Hope you know the way of setting path in Windows 8. //C:\Program Files\Java\jre1.8.0_121 surely as there is space between Program and Files, these kind of errors are possible. Please correct this path or store this in a path where no space is involved.In Path add JRE_HOME path and click ok Reopen Command prompt window, then again give startup.bat

希望你知道在Windows 8中设置路径的方法。 // C:\Program Files\Java\jre1.8.0_121 肯定是因为Program和Files之间有空格，所以这种错误是可能的。请更正此路径或将其存储在不涉及空间的路径中。在 Path 添加 JRE_HOME 路径并单击确定重新打开命令提示窗口，然后再次提供 startup.bat

Hope this helps

希望这可以帮助

I was facing the same issue.

我面临同样的问题。

Firstly in your question it seems that the JRE_HOMEis having \bin. This is not required. Still you might get this error. So here is what I found to resolve this issue-

首先，在您的问题中，似乎JRE_HOME有\bin. 这不是必需的。您仍然可能会收到此错误。所以这是我发现解决这个问题的方法 -

In the running.txtdocument that come with the Apache Tomcat says that it is better if the JRE_HOMEis defined in setenv.batfile.

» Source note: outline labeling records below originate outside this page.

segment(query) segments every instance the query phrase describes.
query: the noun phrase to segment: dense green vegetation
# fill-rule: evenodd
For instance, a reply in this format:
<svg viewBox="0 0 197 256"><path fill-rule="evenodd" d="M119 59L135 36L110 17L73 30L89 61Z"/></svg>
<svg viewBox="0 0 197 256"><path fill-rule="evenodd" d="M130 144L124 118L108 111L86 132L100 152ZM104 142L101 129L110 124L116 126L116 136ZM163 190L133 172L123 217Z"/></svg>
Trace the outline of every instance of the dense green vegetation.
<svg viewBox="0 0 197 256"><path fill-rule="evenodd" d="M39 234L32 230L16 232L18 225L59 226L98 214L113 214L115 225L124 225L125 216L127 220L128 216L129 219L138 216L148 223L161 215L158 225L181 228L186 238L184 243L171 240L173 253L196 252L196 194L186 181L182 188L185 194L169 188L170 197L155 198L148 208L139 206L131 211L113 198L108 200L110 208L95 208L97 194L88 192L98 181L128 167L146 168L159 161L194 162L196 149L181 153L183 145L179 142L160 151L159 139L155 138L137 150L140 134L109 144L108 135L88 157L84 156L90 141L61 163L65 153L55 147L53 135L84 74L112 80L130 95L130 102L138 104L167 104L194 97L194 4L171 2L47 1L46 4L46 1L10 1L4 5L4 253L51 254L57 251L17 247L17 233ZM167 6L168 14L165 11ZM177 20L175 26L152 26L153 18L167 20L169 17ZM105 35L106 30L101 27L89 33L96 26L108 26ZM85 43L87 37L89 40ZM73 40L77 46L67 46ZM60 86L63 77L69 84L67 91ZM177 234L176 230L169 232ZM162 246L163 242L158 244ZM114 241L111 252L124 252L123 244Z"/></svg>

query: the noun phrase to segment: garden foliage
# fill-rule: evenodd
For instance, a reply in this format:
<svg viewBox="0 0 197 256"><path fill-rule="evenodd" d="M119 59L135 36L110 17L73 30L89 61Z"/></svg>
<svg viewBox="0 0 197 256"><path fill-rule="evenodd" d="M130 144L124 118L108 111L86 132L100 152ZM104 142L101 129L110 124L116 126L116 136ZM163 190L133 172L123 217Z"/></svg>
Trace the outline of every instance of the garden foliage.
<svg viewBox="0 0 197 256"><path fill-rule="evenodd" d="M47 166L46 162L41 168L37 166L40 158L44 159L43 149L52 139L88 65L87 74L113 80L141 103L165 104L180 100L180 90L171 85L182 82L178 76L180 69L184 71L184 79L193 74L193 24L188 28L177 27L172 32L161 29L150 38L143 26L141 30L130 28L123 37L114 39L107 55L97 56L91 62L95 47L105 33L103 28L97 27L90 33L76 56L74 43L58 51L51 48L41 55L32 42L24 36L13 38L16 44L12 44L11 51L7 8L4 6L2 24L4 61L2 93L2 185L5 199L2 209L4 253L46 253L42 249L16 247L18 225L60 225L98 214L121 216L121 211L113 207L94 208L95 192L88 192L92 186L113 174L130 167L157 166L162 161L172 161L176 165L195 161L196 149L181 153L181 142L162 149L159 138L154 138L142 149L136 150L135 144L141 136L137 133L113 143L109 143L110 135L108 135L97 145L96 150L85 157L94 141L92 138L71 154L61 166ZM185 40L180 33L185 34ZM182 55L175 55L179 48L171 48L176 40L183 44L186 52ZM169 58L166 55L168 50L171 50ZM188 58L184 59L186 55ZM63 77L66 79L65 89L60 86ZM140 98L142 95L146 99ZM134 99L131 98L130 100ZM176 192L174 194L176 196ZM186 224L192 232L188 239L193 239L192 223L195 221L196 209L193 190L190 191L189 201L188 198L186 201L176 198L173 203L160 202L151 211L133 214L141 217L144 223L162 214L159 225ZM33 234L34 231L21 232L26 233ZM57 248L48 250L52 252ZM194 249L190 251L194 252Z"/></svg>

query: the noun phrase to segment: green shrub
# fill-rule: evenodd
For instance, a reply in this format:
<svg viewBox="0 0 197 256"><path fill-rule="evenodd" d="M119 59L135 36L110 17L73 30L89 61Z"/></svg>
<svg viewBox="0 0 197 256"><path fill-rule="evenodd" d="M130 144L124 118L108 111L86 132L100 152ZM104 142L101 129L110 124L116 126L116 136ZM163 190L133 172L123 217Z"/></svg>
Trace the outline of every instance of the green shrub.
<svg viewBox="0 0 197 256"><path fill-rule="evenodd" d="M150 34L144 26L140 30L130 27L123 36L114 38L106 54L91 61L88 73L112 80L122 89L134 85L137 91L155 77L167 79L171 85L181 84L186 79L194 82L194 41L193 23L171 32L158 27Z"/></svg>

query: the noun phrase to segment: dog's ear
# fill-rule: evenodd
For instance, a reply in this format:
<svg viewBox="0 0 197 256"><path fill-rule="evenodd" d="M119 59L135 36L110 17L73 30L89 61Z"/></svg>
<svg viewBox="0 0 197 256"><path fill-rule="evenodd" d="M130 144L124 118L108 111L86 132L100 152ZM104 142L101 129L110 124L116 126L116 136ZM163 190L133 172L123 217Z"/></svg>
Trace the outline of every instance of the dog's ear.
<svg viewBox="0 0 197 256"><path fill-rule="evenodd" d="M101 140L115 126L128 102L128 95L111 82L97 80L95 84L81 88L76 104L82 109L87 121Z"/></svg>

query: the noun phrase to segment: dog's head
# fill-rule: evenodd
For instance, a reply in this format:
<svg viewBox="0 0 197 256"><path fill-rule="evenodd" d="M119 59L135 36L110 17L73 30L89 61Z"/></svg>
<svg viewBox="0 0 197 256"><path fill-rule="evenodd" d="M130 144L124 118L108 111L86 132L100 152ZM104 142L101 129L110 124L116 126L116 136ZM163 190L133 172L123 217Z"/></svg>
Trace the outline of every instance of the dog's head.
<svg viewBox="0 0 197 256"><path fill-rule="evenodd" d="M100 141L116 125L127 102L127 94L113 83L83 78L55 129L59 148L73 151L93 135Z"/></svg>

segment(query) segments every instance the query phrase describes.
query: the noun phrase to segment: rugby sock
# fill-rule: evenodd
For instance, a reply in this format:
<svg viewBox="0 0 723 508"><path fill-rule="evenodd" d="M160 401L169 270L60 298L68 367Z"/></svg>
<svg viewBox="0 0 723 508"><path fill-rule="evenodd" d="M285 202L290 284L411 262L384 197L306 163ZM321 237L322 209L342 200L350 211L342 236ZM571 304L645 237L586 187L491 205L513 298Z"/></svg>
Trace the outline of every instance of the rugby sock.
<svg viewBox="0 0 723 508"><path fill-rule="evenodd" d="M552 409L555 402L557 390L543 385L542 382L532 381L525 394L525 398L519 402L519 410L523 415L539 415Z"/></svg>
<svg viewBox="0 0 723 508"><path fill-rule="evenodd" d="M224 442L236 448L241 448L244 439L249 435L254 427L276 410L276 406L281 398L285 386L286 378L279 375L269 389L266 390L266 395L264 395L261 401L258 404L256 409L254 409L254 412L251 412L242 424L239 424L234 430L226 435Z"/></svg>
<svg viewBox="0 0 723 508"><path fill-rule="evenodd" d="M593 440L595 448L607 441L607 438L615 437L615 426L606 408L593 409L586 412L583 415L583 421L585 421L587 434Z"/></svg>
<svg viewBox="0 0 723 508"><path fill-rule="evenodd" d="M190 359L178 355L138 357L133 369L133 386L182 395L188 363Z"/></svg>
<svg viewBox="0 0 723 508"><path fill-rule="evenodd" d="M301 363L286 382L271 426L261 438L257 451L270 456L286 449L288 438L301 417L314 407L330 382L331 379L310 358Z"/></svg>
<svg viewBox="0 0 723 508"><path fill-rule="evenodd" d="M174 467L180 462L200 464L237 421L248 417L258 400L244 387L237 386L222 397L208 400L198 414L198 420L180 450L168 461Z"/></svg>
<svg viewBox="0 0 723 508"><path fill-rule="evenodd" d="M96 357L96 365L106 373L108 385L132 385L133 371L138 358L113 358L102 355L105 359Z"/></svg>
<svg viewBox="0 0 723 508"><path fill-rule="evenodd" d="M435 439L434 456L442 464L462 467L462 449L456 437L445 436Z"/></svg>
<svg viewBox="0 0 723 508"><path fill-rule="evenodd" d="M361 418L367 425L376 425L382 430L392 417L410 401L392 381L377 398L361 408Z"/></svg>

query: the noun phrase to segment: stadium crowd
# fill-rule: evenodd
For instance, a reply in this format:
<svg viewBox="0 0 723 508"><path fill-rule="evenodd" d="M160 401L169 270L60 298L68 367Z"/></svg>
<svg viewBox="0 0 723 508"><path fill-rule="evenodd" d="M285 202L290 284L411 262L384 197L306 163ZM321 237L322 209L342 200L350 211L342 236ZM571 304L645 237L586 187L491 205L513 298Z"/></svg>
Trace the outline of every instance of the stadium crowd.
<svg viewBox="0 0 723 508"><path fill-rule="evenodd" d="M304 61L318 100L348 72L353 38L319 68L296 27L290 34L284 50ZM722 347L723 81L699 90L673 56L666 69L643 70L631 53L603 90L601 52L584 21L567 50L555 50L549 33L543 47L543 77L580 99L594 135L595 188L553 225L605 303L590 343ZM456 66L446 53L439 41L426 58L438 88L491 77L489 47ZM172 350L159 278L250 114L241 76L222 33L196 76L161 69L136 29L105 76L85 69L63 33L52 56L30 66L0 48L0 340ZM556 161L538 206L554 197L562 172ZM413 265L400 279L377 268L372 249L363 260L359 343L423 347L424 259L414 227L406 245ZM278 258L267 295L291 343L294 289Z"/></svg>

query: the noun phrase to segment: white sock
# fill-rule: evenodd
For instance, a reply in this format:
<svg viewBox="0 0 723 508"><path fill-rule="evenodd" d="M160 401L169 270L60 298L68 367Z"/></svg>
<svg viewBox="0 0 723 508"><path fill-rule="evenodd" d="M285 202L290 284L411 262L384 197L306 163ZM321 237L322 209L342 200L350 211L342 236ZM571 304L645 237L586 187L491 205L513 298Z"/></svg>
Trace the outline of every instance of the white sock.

This file does not exist on its own so you need to create it. The file has to be in %CATALINA_BASE%\bin\setenv.batpath and the content should be

running.txtApache Tomcat 附带的文档中说如果JRE_HOME在setenv.bat文件中定义更好。此文件本身并不存在，因此您需要创建它。文件必须在%CATALINA_BASE%\bin\setenv.bat路径中，内容应该是

set "JRE_HOME=C:\Java\jre8"
exit /b 0

JRE_HOMEshould be the path where your JRE exist. Now you can start the server.

JRE_HOME应该是您的 JRE 存在的路径。现在您可以启动服务器了。